Torhüter Andreas Linde ließ den Ball fallen, sah von rechts den Berliner Kevin Behrens heranstürmen und spielte deshalb quer zu Nick Viergever. Der entschied sich dazu, den ebenfalls heranstürmenden Sven Michel ausdribbeln zu wollen - verlor den Ball aber, sodass der Angreifer leichtes Spiel hatte. In der Pressekonferenz nach dem Spiel hatte Trainer Stefan Leitl die "Risikoabwägung" seiner Hintermannschaft kritisierte. Die Schuldfrage wollte er unter vier Augen dann aber nicht beantworten - weil das seiner Auffassung nach auch gar nicht so einfach funktioniert.

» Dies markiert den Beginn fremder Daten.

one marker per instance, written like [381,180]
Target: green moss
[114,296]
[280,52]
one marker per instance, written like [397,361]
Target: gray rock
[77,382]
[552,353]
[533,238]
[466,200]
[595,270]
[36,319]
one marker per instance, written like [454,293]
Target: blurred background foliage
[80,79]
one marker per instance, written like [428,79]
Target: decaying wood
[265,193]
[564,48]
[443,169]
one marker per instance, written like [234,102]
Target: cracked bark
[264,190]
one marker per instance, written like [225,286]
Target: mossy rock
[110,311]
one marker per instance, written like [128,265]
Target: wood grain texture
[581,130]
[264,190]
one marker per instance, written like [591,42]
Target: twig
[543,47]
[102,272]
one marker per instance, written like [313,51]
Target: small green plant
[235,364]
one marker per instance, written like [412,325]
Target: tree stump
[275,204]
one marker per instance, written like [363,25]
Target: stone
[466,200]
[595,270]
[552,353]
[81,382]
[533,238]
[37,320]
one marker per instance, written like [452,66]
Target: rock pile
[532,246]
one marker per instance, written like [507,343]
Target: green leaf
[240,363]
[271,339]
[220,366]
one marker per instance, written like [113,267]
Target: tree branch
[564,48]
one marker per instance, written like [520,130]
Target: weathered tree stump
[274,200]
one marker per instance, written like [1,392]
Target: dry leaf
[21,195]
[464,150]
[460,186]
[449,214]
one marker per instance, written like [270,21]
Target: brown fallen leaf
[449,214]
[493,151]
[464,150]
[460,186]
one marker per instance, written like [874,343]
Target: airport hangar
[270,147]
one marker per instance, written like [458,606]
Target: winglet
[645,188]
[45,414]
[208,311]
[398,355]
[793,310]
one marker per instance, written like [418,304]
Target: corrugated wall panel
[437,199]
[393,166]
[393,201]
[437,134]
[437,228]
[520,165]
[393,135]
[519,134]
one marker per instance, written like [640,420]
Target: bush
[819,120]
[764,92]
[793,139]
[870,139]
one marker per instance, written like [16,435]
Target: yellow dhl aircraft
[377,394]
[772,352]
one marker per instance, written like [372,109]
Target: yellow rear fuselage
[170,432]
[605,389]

"Ich gebe niemandem die Schuld", betonte der Trainer. "Ich finde, dass Andreas erkennen kann, dass wir gerade ein, zwei Wellen von Union überstanden haben, den Druck rausnehmen und lang eröffnen kann." Denn es ist ja nicht so, dass der Trainer seinen Spielern verbietet, den Ball einfach mal nach vorne oder sogar aufs Tribünendach zu schlagen. Das hat er zu Beginn der Saison erwähnt, als das Kleeblatt bei der von Leitl angesprochenen "Risikoabwägung" noch mehr Fehler machte.

Im Spätsommer und Herbst 2021 sah man deshalb mitunter Partien, in denen die Spielvereinigung kaum mehr spielte, sondern immer wieder mit langen Bällen operierte. Angesichts eines fehlenden "Wandspielers", eines Angreifers, der diese Zuspiele annehmen und weiterleiten kann, führte das allerdings nicht zum Erfolg, sondern vor allem zu unansehnlichen Auftritten. Inzwischen hat die Mannschaft die verlorengegangene Sicherheit zurückgewonnen und kombiniert sich sehenswert heraus - so wie am Freitag bei Union.

Es ist ein risikoreiches Spiel, das dem Kleeblatt am 32. Spieltag den Sieg kostete. Doch nach Lindes riskantem Ball auf Viergever war eigentlich noch nichts passiert, "Nick kann auch noch eröffnen über Luca Itter, dann sind wir über die erste Pressinglinie hinaus", sagte der Trainer. "Das waren leider zwei falsche Entscheidungen und damit zwei zu viel." Der erfahrene Viergever nahm die Schuld hinterher dann auch auf sich. "Ich hätte den Ball rausschießen müssen", bekannte er beim Fernseh-Interview. "Wir haben in dem Moment zu viel Risiko genommen."

Die Entscheidungsgewalt darüber hat Leitl seinen Spielern übertragen, denen er das auch zutraut. "Es geht darum, eine Routine reinzubekommen, wann das Risiko so ist, dass ich eröffnen kann", betonte der Trainer. An diesen Routinen wird er jetzt noch zwei Wochen arbeiten, um den Feinschliff darf sich dann sein Nachfolger kümmern.